To keep this short: To compare Farrel to Pier Paolo Pasolini would never occur to me; I understand the way you put it, but to me, that would be to compare dead cosmic debris to the sun. Just to clarify: Farrell's work does not kick me in the stomach at all; it's just dead, like inert, lifeless matter. If I find a carcass in the woods, I don't walk away from it. The stench does not bother me. I usually fiddle with it, I am curious, because decaying matter usually brings about life; maggots, bugs, ants, etc., thrive in it. It's fascinating. Not Farrell's work.

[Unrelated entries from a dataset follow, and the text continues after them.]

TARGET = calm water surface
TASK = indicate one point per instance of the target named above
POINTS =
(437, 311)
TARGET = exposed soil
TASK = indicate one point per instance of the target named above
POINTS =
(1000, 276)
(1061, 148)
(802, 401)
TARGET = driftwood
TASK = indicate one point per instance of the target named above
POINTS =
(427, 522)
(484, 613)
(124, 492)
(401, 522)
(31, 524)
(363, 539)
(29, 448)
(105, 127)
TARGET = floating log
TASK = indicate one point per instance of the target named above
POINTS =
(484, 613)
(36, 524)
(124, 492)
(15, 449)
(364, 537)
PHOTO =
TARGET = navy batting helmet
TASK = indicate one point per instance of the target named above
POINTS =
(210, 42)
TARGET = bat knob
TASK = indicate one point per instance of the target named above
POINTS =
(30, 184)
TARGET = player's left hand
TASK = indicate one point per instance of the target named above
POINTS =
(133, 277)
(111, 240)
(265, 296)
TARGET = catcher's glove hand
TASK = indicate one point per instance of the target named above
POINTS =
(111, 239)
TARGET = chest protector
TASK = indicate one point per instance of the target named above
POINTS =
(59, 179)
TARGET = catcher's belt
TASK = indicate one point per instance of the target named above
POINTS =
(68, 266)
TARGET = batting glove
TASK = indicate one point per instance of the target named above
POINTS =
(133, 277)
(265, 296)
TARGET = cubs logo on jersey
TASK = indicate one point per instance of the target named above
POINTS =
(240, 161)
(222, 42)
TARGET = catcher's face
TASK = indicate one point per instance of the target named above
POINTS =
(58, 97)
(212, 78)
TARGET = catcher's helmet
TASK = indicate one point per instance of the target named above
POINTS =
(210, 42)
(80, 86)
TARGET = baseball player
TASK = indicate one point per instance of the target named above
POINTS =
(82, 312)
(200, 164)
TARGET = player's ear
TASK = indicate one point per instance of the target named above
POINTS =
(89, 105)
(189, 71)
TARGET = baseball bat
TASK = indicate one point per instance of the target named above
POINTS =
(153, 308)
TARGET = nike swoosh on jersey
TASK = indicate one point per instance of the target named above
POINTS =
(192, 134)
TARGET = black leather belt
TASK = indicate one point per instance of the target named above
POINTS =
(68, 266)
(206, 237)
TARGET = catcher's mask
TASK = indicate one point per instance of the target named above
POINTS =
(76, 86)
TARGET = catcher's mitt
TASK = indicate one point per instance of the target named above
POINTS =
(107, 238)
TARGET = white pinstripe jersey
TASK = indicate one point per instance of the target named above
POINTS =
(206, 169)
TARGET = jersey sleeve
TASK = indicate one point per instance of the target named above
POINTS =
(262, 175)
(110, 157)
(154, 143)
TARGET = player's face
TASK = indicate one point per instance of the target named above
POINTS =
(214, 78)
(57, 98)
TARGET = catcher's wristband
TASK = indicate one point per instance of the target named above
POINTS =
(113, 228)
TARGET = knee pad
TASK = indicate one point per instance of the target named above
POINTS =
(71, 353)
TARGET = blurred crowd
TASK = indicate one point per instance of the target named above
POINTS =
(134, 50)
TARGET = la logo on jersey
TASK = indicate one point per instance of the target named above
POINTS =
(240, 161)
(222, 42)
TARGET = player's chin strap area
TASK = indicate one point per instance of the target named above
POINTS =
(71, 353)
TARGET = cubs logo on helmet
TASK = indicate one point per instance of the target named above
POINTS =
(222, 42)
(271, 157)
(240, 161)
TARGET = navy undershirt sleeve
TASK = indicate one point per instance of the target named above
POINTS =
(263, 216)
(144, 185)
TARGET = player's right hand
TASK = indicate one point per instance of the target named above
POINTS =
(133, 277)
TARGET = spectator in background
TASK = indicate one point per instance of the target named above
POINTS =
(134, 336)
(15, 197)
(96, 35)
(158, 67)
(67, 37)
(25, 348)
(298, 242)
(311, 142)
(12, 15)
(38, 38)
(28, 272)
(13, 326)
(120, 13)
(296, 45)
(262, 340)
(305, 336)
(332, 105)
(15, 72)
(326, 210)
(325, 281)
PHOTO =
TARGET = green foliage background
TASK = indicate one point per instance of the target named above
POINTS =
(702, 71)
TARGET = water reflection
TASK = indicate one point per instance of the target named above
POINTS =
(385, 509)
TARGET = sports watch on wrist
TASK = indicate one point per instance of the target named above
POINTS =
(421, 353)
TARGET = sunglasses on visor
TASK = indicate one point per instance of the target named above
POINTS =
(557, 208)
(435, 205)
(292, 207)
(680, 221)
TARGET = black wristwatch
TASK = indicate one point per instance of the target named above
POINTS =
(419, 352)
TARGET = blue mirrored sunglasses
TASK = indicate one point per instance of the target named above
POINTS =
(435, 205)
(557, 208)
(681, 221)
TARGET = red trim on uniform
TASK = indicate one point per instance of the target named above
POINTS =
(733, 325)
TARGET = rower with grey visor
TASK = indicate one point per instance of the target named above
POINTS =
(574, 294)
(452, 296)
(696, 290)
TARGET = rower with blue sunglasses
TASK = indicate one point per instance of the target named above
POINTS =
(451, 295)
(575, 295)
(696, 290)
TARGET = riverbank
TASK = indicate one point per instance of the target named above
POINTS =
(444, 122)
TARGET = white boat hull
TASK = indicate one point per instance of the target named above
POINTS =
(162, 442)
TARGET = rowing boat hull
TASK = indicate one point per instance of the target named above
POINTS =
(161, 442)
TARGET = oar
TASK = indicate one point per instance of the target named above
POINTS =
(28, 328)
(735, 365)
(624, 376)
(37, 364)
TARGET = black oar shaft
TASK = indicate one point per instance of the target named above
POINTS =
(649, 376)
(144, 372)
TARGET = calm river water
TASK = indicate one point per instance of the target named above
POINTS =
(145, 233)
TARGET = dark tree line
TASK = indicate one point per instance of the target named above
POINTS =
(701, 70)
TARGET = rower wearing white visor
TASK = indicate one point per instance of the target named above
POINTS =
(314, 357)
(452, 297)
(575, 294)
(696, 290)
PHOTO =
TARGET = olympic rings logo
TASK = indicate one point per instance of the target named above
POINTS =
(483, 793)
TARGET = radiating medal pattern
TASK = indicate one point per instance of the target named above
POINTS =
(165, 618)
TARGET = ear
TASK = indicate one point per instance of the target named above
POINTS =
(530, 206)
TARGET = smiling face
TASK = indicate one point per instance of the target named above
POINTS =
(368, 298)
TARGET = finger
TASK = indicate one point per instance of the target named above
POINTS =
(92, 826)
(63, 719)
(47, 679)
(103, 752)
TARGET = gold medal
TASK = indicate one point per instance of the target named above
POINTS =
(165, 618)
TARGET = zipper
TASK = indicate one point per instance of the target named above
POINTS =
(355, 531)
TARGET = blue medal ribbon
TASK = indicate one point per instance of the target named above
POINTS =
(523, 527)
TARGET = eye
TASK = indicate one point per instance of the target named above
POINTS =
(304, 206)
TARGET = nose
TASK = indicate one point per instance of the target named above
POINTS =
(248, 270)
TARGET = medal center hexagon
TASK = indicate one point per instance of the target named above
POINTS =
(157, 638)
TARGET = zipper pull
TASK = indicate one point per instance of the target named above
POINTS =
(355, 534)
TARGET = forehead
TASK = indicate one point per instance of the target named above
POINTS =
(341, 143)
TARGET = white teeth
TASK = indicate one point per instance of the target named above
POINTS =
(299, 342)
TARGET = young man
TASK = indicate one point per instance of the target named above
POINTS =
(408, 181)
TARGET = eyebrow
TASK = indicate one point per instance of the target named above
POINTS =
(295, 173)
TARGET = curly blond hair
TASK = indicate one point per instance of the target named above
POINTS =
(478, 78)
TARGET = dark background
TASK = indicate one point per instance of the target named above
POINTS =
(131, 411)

Alexandre Rodrigues da Costa
By

Alexandre Rodrigues da Costa

on 12 February 2021

In a word? Fantastic. It's absurd that there are still people who don't distinguish between reality and representation and condemn an artist for express his imagination on a two-dimensional surface by means of strokes that resemble human figures. Joseph Farrel's work is as wonderful as that of Hans Bellmer or Hiroaki Samura with his book Love Of The Brute.

JB
By

JB

on 12 February 2021

Let's agree on disagreeing! Farrel compared to and placed side-by-side with Hans Beller? Please, spare me the heartache! I have several pieces by Bellmer in my collection of erotica, and Andre Mason, etc., and would not want anything by Farrel even close. Unless I one day decide to collect what I call trash, just to bring out in an even stronger way the value and quality of those art pieces. But to each its own. It's your prerogative to bundle them all together, if you want, it's mine to keep them well apart. If you consider my opinion absurd, must I also consider yours absurd? Well, I'd rather not, because it's your opinion. Shall we just agree on disagreeing? :)

Marijn
By

Marijn

on 12 February 2021

Thanks a lot Alexandre, I'm pleased you enjoyed the article.

Kesdee
By

Kesdee

on 21 May 2021

For me, as fine as Bellmer or Samura, or even Bernhart. There is good art and bad art. It's subjective. What is being portrayed (the subject) is often the attack point, not the quality. Farrel, for me, anyway, is a major artist.

Marijn
By

Marijn

on 22 May 2021

Thanks for your reaction Kesdee.

- MK
By

- MK

on 12 February 2021

Joseph Farrel's work is spine tingling, it makes my hair stand on end as well as other things. The topics position you in the room as if you are standing, in place, watching the scene this is what makes the images ultimately attractive even if you don't agree with the taboo topic being portrayed. The images force your emotions to react especially with the erotic content, you either look because you want to or look because you can't help yourself. Which in essence becomes the same thing, only the duration of the look is what may be different. Even if you become disgusted one has to be amazed at how visceral pencil on paper can be.

Marijn
By

Marijn

on 12 February 2021

Thanks MK. Indeed, both Farrel and de Sade used the pencil each in their own way to express their subversive views.

Darya
By

Darya

on 12 February 2021

Well, we, certainly, should distinguish the real person and his art, but we also should distinguish art and therapy. What Marijn describes here is rather the therapy than the art. These drawings push the limits of morality/esthetics and so on, but they don't push the limits of visual art, in my opinion. Thank you for the article! Your in-depth study and the bibliographic list at the end of this post are impressive.

Marijn
By

Marijn

on 12 February 2021

Thanks Darya. Yes, while I think Farrel is an artist of importance, I'm not saying he's on an equal footing in impact and influence as a Pasolini or de Sade. If his drawings (like you say) push the limits of morality and aesthetics than he made a worthy contribution after all. I'm pleased you enjoyed the article!